In a small saucepan, combine the pumpkin puree, maple syrup, pumpkin pie spice, cinnamon, vanilla, salt, and oat milk/water. Warm over medium heat, stirring frequently, for about 5 minutes until smooth and glossy.
Remove from the heat and whisk in the tablespoon of vegan butter. Let the pumpkin butter cool slightly and then place in the fridge for about 30 minutes.
Using your fingers or a paring knife, gently split the dates lengthwise and remove the pits (if you did not buy dates that are already pitted). Be careful not to cut all the way through — you want a little pocket to hold the filling.

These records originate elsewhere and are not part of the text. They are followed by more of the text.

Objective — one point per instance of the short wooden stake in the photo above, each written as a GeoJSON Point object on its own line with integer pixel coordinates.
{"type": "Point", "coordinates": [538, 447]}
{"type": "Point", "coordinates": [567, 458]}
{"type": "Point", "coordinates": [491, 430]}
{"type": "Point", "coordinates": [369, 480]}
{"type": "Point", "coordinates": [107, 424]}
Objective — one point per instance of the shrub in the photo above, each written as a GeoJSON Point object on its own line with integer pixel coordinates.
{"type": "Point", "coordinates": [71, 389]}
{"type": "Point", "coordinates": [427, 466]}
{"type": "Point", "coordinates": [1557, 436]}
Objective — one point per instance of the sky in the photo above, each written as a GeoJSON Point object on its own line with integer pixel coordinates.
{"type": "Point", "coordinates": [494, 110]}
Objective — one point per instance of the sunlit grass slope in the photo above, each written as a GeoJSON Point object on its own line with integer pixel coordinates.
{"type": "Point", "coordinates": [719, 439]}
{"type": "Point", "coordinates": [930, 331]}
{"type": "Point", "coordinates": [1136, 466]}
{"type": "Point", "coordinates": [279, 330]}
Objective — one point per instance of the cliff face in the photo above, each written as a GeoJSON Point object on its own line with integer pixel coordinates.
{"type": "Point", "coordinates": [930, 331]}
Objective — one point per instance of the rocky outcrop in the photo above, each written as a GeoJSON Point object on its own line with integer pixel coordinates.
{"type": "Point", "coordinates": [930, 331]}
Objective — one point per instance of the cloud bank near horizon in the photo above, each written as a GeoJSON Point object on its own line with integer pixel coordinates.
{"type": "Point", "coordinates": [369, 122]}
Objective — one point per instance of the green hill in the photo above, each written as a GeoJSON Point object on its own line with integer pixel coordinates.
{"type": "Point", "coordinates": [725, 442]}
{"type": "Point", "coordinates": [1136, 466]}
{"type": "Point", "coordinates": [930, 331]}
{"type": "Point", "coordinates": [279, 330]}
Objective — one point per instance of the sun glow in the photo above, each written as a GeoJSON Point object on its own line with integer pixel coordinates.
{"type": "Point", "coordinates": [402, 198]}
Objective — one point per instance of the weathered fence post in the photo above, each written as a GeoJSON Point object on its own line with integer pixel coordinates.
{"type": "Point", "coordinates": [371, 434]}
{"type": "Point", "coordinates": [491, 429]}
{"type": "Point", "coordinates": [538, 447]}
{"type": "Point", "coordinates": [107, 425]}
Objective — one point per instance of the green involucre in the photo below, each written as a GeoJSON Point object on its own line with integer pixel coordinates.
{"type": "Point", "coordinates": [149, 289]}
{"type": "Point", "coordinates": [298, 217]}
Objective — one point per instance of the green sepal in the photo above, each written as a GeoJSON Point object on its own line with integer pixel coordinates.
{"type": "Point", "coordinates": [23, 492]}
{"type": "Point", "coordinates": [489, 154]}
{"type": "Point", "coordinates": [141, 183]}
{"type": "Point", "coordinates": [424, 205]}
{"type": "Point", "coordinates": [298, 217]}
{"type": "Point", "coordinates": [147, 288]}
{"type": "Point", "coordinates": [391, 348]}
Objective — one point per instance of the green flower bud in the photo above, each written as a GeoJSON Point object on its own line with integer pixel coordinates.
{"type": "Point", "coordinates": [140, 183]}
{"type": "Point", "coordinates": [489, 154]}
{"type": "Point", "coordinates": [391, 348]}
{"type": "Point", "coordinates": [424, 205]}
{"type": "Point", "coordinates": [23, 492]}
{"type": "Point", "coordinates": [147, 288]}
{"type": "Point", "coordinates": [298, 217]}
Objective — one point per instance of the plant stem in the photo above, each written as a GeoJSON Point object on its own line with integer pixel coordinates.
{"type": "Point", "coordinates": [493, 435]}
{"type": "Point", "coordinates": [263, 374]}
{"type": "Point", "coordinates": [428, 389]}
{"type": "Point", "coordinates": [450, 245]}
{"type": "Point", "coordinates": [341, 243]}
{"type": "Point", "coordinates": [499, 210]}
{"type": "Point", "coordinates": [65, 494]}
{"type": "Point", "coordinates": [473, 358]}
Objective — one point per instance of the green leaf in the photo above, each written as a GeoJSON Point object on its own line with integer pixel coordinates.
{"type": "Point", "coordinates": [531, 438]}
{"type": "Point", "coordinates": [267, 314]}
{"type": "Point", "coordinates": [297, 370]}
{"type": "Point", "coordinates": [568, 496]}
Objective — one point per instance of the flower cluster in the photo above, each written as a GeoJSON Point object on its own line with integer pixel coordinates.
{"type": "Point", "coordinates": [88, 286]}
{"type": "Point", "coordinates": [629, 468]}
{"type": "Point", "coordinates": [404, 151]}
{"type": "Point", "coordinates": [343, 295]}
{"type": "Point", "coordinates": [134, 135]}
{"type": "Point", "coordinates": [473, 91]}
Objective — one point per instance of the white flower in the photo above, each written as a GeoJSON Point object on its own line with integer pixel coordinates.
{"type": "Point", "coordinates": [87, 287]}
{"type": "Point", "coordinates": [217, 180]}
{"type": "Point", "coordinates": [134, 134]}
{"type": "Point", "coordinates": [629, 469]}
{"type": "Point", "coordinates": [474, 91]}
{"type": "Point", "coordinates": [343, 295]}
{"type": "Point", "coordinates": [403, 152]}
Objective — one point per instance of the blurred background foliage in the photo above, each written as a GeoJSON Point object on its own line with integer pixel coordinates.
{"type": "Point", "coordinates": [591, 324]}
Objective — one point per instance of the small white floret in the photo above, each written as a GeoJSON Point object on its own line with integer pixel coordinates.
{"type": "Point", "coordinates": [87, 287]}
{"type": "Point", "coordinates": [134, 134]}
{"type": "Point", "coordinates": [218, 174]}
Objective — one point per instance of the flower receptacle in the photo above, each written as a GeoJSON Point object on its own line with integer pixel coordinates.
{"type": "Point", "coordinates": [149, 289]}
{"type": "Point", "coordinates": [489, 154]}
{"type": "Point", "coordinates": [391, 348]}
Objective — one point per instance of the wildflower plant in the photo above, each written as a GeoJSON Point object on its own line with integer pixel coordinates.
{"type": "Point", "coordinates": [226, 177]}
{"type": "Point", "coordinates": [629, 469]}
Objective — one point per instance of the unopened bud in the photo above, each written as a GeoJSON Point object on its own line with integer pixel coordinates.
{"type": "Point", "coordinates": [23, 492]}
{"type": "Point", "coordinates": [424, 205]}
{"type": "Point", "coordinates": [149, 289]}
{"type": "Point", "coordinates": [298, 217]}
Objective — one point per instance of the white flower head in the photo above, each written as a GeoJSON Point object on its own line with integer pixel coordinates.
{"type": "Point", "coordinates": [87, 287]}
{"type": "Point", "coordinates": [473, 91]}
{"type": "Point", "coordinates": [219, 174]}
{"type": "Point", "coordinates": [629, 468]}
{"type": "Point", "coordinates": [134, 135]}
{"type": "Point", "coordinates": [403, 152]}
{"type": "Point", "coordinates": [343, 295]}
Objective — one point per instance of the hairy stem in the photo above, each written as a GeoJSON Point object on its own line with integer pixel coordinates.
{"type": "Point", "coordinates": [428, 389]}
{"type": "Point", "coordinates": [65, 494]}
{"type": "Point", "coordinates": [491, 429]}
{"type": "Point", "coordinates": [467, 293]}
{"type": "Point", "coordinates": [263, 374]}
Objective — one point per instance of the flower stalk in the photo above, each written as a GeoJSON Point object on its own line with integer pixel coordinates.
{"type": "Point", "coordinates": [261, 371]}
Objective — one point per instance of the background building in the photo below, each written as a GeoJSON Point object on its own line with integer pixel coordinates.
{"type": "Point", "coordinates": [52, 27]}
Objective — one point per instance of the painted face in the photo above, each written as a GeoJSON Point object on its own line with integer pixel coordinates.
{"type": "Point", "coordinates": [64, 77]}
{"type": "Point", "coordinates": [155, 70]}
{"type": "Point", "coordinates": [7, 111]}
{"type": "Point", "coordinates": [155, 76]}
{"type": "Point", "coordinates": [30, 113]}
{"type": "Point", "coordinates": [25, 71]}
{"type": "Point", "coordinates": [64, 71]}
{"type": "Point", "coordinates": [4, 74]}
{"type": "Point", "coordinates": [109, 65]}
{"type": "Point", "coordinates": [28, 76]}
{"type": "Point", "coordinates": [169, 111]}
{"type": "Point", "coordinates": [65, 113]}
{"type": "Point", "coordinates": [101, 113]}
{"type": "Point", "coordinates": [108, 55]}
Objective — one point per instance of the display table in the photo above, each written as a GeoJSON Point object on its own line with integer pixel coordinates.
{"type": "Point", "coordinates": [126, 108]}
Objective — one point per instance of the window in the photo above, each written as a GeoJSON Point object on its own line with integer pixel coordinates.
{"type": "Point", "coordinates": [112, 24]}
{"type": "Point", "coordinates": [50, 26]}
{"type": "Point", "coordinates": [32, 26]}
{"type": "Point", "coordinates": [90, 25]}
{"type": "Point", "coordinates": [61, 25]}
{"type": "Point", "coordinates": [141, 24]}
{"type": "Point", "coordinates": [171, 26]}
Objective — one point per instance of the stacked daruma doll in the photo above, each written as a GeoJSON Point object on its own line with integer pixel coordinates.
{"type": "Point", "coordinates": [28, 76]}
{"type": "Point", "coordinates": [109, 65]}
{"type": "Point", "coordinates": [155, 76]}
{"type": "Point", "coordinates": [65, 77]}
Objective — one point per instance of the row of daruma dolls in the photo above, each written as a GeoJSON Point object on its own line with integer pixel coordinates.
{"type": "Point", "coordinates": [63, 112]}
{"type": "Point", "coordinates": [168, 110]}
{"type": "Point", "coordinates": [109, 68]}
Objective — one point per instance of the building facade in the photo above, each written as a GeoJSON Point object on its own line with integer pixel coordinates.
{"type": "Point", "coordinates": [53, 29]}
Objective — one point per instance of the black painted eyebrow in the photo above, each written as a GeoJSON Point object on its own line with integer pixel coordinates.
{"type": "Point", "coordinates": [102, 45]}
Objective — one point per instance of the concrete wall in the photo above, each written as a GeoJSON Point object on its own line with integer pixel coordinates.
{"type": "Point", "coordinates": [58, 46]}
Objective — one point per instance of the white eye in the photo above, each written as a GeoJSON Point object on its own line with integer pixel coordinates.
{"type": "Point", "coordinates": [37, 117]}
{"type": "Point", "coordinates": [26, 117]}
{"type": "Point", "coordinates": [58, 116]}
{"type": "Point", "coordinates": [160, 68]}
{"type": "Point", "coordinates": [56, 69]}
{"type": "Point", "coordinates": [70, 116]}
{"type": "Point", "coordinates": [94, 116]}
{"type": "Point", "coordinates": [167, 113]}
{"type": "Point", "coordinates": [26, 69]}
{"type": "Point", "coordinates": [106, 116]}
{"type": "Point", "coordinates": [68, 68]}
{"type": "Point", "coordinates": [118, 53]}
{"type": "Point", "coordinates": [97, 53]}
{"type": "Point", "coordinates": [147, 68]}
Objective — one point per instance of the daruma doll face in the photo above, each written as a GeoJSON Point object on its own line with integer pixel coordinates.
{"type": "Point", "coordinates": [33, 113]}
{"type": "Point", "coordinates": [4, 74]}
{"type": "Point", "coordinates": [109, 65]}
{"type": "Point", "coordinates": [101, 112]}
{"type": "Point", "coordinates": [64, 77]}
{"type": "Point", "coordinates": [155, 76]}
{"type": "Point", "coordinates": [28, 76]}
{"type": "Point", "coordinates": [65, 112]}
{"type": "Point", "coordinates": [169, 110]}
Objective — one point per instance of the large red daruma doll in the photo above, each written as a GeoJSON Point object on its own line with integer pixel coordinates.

Transfer the pumpkin butter filling to a piping bag or a zip-top bag with the corner snipped off. Pipe the pumpkin filling generously into the center of each date.
Line a large plate or small baking sheet with parchment paper. Dip each end of the stuffed date into melted coconut oil, then roll or press into the gluten-free graham cracker crumbs. This gives each bite the perfect “crust” crunch. Place the dates on the plate/baking sheet.
Chill the dates for an additional 30-60 minutes.
Right before serving, finish with a tiny swirl of oat whipped cream for that classic pumpkin pie touch. Sprinkle with a pinch of cinnamon if desired.